Evrensel bir sağlık sorunuyla karşı karşıyayız. Ve çocuklarımız evlere kapandı. Peki, çocuklarımız evlerimizde mi? Evimin arkasında içinde basketbol sahası, oyun aletleri ve spor araçları olan bir park var. Zaman zaman bu parkın etrafından geçiyorum. Parkı görüyorum ve çocuklarımız evlerine kapanmışa benzemiyor. Sanırım bu yazdıklarımı okuyan öğrencilerim pek memnun olmayacak fakat yazmak zorundayım: Virüs herkese bulaşıyor ve bu herkes için tehlike demektir. Virüsü dışarıdan getiren çocuğumuza zarar vermese bile evdeki diğer üyeler için tehlike oluşturur.

Peki, çocuklarımızın evde kalmasını nasıl sağlarız? Eğitici oyunlar ile çocuğunuzla ilgilenebiliyorsanız sizleri tebrik etmek isterim. Fakat bunu yapacak fırsatınız yoksa? Onlarla iletişim kurmanın farklı yollarını bulmamız gerekir. Sevgili büyükler, biliyorum ki hepinizin ekonomik sorunları var. Ben de iş yerimi kapadım. Fakat bu sorunların hepsini onlara anlatmak, bu sorunlar için evde gerginlik oluşturmak doğru değildir. Bizim sorunlarımız çocuklarımızı ne kadar ilgilendirir? Çocuk ne ister? Çocuğumuz için ne yapmalıyız? Biz çocuklarımız evdeyken sürekli işlerimizin kötüye gitmesinden bahsedip onlara ödemelerimizi anlatırsak belki bugünün derdini dökmüş oluruz fakat çocuklarımız gelecektir. Geleceği dertle boğmaya ne hakkımız var?

Aileler gergin… Çocuklar bunalmış… Hatırlarsınız ki bir ekonomik krize düşmüştük. O krizi bir sloganın doğurduğu çözümlerle atlatmıştık. Sloganımız şuydu: Alın, verin, ekonomiye can verin. Bu da bir kriz dönemiyse ve kriz çocuklarımızın eğitim hayatıyla birlikte sağlığını da tehdit ediyorsa ne yapalım? Meydan okuyalım. En büyük savunma saldırı değil mi? Türkiye’de bir sınıf öğretmeni meydan okudu. Bu meydan okumanın içeriğini sosyal medya kullanıcıları biliyor fakat ben kısacık anlatayım: Evde kalırken okuduğunuz kitabı paylaşıyorsunuz ve birkaç arkadaşınızı etiketleyip onlara meydan okuduğunuzu söylüyorsunuz. Onlar da okuduklarını paylaşıyor ve Türkiye evinde kalırken kitap okuyor. Her kitabın içinde yeni bir dünya vardır. Krizle bunalmış kişiler bu dünyaya girerek rahatlarken krize meydan okur. Korumacı uzaklaştırma politikasından bunalmış çocuklarımız bu dünyaya girerse can sıkıntısına meydan okur.

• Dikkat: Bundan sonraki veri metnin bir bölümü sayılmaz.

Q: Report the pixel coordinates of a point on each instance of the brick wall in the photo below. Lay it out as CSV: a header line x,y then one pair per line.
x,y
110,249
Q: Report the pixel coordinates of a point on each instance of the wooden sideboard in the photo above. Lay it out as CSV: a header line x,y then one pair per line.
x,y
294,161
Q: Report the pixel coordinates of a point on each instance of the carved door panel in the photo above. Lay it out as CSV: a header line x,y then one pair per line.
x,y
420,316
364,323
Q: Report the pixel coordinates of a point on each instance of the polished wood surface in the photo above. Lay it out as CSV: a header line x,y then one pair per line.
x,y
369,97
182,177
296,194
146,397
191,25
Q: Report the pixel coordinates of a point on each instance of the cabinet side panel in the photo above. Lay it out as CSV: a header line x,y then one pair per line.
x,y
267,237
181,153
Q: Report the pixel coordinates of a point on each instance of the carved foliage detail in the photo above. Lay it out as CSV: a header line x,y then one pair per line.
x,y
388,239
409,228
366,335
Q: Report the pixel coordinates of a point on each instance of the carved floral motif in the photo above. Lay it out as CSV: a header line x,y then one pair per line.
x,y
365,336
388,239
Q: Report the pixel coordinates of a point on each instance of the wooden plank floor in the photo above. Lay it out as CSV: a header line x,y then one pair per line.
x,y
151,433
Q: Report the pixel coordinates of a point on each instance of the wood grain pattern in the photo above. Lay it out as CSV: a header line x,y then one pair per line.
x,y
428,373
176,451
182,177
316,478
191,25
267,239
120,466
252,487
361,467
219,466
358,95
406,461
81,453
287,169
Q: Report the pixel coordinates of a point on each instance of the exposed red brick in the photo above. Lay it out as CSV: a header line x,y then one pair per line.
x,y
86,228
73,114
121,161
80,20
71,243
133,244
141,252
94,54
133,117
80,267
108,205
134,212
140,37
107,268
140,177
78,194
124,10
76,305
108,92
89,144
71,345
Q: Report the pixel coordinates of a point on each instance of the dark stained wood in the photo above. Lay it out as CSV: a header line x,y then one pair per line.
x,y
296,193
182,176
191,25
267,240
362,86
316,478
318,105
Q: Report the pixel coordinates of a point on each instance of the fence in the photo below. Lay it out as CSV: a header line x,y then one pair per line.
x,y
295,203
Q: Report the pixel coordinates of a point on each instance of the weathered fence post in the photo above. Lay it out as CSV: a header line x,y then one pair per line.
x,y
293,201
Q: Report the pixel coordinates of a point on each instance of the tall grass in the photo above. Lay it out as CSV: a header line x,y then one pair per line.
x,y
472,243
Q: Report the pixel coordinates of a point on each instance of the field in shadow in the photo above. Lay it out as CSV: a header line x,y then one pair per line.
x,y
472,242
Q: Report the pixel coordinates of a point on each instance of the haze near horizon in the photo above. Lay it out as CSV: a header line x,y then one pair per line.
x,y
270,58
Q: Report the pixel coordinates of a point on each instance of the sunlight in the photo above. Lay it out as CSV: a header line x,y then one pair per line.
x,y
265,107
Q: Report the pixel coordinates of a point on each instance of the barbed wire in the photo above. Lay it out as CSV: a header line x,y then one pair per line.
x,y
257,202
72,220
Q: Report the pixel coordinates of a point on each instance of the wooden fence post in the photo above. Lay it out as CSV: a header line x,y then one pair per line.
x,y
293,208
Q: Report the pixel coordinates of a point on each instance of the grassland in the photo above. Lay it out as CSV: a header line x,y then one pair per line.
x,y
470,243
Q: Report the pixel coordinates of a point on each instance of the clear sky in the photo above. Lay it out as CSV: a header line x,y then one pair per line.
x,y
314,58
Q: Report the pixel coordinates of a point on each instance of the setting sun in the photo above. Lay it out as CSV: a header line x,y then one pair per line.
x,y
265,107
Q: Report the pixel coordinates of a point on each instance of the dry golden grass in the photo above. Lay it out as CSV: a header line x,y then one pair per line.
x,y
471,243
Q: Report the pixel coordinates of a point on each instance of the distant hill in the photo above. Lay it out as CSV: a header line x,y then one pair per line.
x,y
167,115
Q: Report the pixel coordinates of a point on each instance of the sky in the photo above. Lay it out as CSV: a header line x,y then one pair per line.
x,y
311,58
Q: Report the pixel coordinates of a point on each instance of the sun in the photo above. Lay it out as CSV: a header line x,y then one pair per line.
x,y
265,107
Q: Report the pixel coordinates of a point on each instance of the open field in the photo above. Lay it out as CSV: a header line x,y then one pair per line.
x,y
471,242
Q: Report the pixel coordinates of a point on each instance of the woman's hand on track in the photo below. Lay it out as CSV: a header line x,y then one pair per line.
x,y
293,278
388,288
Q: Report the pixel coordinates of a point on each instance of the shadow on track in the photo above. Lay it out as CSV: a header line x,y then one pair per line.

Çocuk edebiyatına uygun metinler çocuklarımızı kitapla arkadaş etmek için yazılmıştır. Prof. Dr. Sedat Sever’e göre; kitaplarda çocuklara neler yapmasının ya da yapmamasının söylenmesinden çok, yapması ya da yapmaması gerektiği düşündürülür. Hocam Dr. Gürbüz Çalışkan da konuyla ilgili şöyle söyler: “Türkçenin anlatım olanakları, çocuk gerçekliğine ve anlam evrenine uygun bir biçimde yansıtan nitelikli çocuk kitapları çocukların yalnızca dil gelişimine, söz varlığına katkı sağlamaz. Bunun yanında çocuğun bilişsel, kişisel ve sosyal gelişimine de önemli ölçüde katkı sağlar ve çocuğun kendini geliştirmesine olanak sağlar.”

Çocuk kitapları, çocuklarımızın eğlenmesini sağlar. Mevcut durumumuza göre dışarıdaki eğlence tehlikelidir ve kitaplardaki eğlence daha tehlikesizdir. Her eğlencenin bir parça öğreticiliği vardır, çocuk kitaplarının öğreticiliği daha yüksektir.

Saygıdeğer anne ve babalar; yaşadığınız sorunlarla ailenizin ve çocuklarınızın canına okumayın. Kitap okuyarak onlara meydan okuyun.

Memleketimize benim bu dönemdeki meydan okumam, Nasreddin Hoca’dır. Sorunlarla ayrışmayıp gülmecenin başkentinde Nasreddin Hoca okuyarak birleşelim.